Pelosi, of course, doesn’t mind that her letter will insure that the substantial political support and donations she, and her political party, receives from gays and lesbians will continue. She also doesn’t mind restocking her capital on the Catholic left either, because Pelosi firmly believes the Church will one day “come around” on the marriage issue, along with abortion and contraception as well. Pelosi and her like do not see themselves as dissenters but a purveyors of what the future Catholic Church will be like. In her prophetic role, Pelosi views Archbishop Cordileone as simply another of those — mostly men — who have seen the inevitability of the Church bowing to the culture.

If this is a reasonable account of Pelosi’s actual reasons for writing a letter to her bishop and making it public, what then does Archbishop Cordileone do, beyond the letter he wrote in response to Pelosi. His letter denies the March is “anti-LGBT” and that to affirm the Catholic view of marriage does not imply an animus towards anyone or any group. “Rest assured that if the point of this event were to single out a group of individuals and target them for hatred, I most certainly would not be there.”

Anyone who knows anything about the Archbishop would not doubt his words for a moment, including, I am confident, Pelosi herself.

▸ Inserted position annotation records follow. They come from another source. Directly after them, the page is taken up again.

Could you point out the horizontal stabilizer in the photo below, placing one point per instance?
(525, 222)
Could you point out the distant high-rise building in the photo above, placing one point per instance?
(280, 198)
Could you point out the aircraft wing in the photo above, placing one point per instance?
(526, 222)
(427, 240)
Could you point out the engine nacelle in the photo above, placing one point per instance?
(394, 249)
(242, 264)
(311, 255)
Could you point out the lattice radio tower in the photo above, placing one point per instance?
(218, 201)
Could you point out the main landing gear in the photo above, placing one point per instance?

There are always calls for ex-communication when Catholic politicians express their dissent, which is entirely reasonable given the Canon 915 of the Catechism of the Catholic Church:

“Those who have been excommunicated or interdicted after the imposition or declaration of the penalty and others obstinately persevering in manifest grave sin are not to be admitted to holy communion.”

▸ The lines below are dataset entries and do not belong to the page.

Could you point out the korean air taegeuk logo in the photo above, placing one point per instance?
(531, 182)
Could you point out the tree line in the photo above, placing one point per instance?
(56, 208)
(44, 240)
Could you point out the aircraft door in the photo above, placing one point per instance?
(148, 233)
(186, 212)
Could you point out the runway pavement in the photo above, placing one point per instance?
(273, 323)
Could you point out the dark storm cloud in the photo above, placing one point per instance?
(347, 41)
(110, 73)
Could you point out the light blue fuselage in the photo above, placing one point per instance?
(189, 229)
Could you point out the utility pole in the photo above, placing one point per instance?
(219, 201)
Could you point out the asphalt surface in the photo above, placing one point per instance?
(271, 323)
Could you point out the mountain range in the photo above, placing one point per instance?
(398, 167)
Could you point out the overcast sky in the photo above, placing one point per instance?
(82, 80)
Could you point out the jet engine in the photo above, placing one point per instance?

The list of Catholic members of Congress who are “obstinately persevering in manifest grave sin” is long, though few are as flamboyantly manifest as Pelosi. Whatever course is taken by Archbishop Cordileone, I’m sure he concerned more for the salvation of her soul more than pursuing a public chastisement that would only further exacerbate the situation in San Francisco, both with Pelosi herself and the LBGT community that supports her. The pure foolishness of Pelosi’s action must give the Archbishop pause before making any further response.

Yet, it is also up to the Archbishop to clear the air the kind of scandal that misleads those who are unable to see Pelosi’s action for what it was. A wise and good shepherd, in the end, will find his sheep, especially the one who has strayed far away.